Najwidoczniej problem smogu w województwie zszedł na dalszy plan. Świadczyć o tym mogą zmiany w ustawie antysmogowej. Sytuacja jest zupełnie inna niż kiedy uchwalaliśmy te przepisy - tak łódzki urząd marszałkowski argumentuje propozycje zmian w uchwale antysmogowej. Decyzją radnych likwidacja kopciuchów w Łódzkiem zostanie opóźniona o dwa lata. Przeciwko takiemu działaniu protestują aktywiści z Polskiego Alarmu Smogowego.
Radni sejmiku uznali, że używanie pieców bezklasowych będzie zabronione dopiero od stycznia 2025-ego roku.

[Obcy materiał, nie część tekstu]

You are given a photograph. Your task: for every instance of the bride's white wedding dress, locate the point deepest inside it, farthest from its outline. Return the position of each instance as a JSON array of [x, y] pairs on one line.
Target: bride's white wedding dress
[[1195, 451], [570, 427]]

- Szkoda, bo mieliśmy jedną z najlepszych uchwał antysmogowych w kraju. Mam tutaj na myśli najbardziej restrykcyjne przepisy, w najlepszy sposób chroniące jakości powietrza. Niestety, po tych zmianach mamy jedną z najgorszych uchwał antysmogowych - mówi Marek Kwiatkowski z Łodzi bez Smogu.
Decyzja ma być spowodowana zmianami na świecie. Według urzędników, dzięki zmianom w uchwale mieszkańcom ma być łatwiej zapewnić ogrzewanie w domostwach.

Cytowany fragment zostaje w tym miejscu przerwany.